Location: Auditorium, ECE MP Building
ECE Faculty Colloquium Series
Speaker : Rajiv Soundararajan, Dept. of ECE
Date : Friday, 29 March 2019
Time : 4pm (coffee served at 3:45pm)
Venue : MP auditorium, Dept. of ECE
Title : Improving low light photography through joint contrast enhancement and denoising
Abstract: Enhancing details in low light images is of great interest in consumer electronics such as smartphones and in surveillance applications. Existing contrast enhancement algorithms suffer from the problem of noise amplification. Further, denoising algorithms for post processing lead to loss of details. In this talk, we look at the problem of joint contrast enhancement and denoising to overcome the limitations of current algorithms. We discuss two approaches to solving this problem. In the first approach, we devise statistical models of low light natural images in the band pass domain and use such models for joint contrast enhancement and denoising. We will then discuss our initial attempts at the alternate approach of using deep convolutional neural networks to enhance low light images while controlling noise amplification. While we evaluate our algorithms on low light image databases that have been released recently, we will also talk about a new low light image dataset developed here at IISc.

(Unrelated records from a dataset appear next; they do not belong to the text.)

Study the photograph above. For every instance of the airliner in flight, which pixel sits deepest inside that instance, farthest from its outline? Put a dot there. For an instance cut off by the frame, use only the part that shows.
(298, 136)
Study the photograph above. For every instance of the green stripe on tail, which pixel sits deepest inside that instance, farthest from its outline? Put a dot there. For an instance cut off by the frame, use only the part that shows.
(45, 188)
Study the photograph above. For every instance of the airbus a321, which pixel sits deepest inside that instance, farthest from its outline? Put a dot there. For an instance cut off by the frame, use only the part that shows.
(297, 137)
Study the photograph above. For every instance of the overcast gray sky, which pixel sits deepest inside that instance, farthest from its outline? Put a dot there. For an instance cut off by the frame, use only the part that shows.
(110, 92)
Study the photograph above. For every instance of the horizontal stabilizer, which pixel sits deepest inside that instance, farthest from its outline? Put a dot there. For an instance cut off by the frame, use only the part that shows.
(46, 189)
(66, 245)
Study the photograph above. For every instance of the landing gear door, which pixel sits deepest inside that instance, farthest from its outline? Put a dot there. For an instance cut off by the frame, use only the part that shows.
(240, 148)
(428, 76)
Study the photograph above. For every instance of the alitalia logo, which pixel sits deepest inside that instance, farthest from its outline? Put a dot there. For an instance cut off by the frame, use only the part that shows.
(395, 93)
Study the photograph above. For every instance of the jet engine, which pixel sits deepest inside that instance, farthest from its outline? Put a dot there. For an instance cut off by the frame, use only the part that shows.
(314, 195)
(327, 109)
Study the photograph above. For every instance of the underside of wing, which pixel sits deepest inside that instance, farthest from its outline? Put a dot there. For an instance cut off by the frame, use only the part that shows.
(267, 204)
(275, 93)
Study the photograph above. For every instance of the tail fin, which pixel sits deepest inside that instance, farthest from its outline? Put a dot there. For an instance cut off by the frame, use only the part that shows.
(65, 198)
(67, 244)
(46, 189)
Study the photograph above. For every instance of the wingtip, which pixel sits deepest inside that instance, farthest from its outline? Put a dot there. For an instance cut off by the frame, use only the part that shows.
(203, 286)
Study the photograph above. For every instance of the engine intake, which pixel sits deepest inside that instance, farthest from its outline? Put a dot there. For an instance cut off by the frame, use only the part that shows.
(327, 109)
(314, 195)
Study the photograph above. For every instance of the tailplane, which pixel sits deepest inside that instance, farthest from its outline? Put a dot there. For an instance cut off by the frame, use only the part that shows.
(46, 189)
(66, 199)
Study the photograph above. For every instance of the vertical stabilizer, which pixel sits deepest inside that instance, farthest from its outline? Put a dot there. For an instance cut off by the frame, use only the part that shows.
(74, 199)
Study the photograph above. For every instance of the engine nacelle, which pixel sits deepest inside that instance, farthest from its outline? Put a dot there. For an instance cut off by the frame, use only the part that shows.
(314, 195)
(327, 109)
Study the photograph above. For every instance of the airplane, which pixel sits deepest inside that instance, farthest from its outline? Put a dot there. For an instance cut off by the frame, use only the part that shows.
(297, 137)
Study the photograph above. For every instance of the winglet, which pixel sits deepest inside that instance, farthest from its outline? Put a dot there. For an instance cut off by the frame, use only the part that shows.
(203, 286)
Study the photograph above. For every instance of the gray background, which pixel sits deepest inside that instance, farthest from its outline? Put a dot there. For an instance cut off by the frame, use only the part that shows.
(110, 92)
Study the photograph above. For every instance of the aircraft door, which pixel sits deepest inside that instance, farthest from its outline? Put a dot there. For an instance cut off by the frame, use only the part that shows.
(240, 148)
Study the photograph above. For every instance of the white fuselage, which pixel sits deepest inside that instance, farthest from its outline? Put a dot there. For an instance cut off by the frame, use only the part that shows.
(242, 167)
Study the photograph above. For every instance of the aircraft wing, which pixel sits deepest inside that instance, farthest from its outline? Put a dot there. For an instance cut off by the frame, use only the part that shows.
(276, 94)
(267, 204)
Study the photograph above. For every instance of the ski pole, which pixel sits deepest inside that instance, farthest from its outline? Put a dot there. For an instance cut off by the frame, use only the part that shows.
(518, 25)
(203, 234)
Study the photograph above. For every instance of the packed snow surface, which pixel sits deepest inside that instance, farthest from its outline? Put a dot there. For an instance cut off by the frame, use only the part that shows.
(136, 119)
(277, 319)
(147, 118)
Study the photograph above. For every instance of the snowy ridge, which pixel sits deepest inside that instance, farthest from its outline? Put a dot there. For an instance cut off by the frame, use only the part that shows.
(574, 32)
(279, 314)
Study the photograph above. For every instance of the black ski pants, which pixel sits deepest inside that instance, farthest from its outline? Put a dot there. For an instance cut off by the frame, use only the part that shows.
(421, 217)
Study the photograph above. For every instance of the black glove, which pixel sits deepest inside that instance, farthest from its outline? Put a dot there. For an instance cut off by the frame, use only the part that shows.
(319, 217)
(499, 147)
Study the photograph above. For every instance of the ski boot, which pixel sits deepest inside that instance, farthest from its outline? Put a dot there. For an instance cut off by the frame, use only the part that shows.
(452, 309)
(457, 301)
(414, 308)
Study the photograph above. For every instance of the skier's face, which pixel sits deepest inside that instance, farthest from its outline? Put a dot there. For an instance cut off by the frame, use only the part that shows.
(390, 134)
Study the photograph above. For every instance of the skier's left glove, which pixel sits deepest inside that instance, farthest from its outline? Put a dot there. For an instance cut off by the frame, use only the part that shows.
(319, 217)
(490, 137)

Bio : Rajiv Soundararajan received the B. E. degree in Electrical and Electronics Engineering from Birla Institute of Technology and Science (BITS), Pilani, India in 2006. He received the M. S. and Ph. D. degrees in Electrical and Computer Engineering from The University of Texas at Austin, USA in 2008 and 2012 respectively. Between 2012 and 2015, he was with Qualcomm Research India, Bangalore. He is currently an Assistant Professor at the Indian Institute of Science, Bangalore. He received the 2016 IEEE Circuits and Systems for Video Technology Best Paper Award and the 2017 IEEE Signal Processing Letters Best Paper Award. His research interests are broadly in image and video signal processing, information theory, computer vision and machine learning.